Being succinct had done him no favors, and the navy cotton remained resolutely in place, much to his chagrin.
"You were my doctor. You've seen all of my scars, even gave me a couple for good measure. Not to mention all the other info you have about me that I'd rather you didn't know. I can't be at a disadvantage with someone when I feel a certain way about them, and knowledge is power. The more intimate, the better."
Cuddy had initially winced at his allusion to the surgery that had almost cost them any kind of relationship, as friends or otherwise. As the significance of the following words sank in, she was instantly on a knife-edge between hope and disappointment. With reluctance, she forced the inevitable question from her lips.
"Which certain way do you feel about me?" she ventured, unable to keep the nervousness from her voice.
With an exasperated sigh, House threw out the answer like the most obvious thing in the world.
"I love you, stupid."
Cuddy froze for a moment, a tidal wave of emotion hitting her as happiness, shock and love collided somewhere in the pile of mush currently masquerading as her brain. Unable to form coherent sentences, she said the first thing that came to mind.
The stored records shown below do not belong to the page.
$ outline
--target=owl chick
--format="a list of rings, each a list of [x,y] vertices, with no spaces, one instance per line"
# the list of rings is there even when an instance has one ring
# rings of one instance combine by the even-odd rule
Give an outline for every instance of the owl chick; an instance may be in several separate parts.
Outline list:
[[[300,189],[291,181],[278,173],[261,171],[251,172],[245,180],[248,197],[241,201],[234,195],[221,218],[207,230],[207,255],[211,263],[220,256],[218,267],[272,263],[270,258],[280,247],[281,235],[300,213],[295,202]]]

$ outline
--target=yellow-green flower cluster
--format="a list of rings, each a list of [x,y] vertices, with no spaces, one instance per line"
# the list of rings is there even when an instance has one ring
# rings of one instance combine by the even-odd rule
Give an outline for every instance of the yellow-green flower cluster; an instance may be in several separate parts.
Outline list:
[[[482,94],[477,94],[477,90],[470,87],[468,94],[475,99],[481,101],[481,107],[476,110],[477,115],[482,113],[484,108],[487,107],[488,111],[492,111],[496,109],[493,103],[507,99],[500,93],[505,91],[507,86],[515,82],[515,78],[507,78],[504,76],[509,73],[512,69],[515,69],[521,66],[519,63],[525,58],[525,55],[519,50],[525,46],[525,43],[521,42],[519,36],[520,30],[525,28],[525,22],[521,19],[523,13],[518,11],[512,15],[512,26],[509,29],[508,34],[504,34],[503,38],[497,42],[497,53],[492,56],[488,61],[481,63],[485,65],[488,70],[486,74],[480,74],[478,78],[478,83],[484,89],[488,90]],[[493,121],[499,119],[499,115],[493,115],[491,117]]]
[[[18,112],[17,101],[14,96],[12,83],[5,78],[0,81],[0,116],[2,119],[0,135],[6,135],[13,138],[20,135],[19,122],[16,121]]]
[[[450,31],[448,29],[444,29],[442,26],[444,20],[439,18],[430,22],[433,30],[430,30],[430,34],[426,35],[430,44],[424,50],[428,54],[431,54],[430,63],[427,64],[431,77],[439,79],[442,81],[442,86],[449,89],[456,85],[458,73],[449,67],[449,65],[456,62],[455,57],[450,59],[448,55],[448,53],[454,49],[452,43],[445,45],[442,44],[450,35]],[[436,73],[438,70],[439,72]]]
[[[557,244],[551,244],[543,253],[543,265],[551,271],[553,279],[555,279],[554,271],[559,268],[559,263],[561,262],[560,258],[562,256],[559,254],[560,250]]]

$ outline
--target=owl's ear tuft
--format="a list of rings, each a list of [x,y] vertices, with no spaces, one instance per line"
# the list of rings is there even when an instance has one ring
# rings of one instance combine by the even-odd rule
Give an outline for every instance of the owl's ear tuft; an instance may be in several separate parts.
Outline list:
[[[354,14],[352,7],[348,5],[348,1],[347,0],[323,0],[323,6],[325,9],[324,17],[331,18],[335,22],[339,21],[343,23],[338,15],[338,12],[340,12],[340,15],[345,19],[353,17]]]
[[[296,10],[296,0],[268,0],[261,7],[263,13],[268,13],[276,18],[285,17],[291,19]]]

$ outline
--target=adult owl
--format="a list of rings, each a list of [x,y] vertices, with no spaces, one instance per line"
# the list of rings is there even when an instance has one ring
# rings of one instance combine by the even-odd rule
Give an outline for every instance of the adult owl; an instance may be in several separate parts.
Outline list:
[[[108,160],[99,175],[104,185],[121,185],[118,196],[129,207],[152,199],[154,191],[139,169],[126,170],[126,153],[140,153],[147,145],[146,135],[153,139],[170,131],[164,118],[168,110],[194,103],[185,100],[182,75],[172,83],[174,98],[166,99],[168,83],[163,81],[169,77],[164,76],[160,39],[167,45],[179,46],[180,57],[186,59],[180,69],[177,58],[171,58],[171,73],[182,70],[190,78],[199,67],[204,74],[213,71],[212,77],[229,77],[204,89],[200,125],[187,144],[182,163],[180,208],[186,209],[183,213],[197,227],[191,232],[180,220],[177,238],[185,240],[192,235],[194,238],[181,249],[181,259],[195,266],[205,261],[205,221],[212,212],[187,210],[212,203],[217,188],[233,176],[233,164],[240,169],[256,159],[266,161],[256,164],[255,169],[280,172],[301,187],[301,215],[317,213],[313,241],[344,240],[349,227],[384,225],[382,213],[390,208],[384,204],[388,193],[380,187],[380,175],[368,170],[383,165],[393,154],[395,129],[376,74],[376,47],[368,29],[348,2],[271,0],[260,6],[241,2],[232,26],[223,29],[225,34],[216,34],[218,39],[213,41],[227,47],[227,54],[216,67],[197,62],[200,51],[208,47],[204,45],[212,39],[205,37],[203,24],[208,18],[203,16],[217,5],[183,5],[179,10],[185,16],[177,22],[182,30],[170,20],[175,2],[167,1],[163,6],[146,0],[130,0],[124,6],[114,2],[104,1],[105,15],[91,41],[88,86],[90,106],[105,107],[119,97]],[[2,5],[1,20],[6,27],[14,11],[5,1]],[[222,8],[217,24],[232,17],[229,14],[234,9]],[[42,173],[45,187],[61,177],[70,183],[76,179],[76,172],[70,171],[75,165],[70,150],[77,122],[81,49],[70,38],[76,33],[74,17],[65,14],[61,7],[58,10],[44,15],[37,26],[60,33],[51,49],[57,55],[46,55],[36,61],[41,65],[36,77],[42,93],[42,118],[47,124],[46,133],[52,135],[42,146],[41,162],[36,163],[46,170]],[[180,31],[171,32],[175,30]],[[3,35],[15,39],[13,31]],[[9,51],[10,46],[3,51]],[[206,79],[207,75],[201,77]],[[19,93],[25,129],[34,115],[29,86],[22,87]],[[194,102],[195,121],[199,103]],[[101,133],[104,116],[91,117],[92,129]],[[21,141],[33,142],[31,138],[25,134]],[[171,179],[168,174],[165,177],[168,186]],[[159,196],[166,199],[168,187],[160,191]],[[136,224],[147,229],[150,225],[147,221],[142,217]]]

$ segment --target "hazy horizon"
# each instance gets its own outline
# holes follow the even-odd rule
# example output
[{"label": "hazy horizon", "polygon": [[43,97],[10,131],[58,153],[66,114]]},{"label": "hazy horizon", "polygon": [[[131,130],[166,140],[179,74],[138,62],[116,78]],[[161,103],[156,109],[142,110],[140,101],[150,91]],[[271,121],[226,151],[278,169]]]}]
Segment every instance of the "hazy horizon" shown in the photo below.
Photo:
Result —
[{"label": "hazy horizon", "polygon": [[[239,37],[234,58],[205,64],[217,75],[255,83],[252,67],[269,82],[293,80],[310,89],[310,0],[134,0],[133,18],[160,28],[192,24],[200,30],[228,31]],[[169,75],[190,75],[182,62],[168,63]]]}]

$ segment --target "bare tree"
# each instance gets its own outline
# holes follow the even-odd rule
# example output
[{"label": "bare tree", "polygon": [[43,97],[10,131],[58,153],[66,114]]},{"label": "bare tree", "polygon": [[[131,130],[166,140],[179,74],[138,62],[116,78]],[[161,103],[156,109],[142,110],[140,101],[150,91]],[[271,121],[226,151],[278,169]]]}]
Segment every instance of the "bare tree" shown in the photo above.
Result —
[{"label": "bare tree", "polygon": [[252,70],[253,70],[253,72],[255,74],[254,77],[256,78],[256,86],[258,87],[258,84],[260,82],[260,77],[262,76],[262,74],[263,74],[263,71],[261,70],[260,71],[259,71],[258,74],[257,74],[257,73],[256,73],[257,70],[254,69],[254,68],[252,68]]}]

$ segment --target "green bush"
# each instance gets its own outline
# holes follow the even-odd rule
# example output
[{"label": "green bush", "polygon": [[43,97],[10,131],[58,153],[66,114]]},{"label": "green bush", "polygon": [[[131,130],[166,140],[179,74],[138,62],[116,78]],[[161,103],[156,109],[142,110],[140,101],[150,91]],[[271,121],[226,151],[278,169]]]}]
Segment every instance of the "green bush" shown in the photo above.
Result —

He cracked up laughing right in her face. Before she could elaborate, he cut her off.
"Yeah, yeah, I know you do too. It's practically on a neon billboard above your head. Now to business. Where's the missing scar?"
Shaking her head at the surreal nature of well, everything, when it came to House, Cuddy dropped the sheet and traced her index finger over the tiniest of scars on the side of her breast.
House's expression was priceless. Of all the places to miss a piece of the puzzle, it had to be his favorite. If this was the kind of story Cuddy told to people, he'd never live it down. He'd probably tell Cameron just to make her squirm.
"Something happened to one of the twins? Oh. My. God. Now, you tell me every single detail, and if anyone is responsible for this crime, you be sure to tell me so that I can hunt them down and kill them."
As Cuddy began her story about straightening irons and the dangers of gesturing with them in your hand, it occurred to her that for the first time since her father died (and in truth, a long time before that) she was happy. It made for a very welcome change.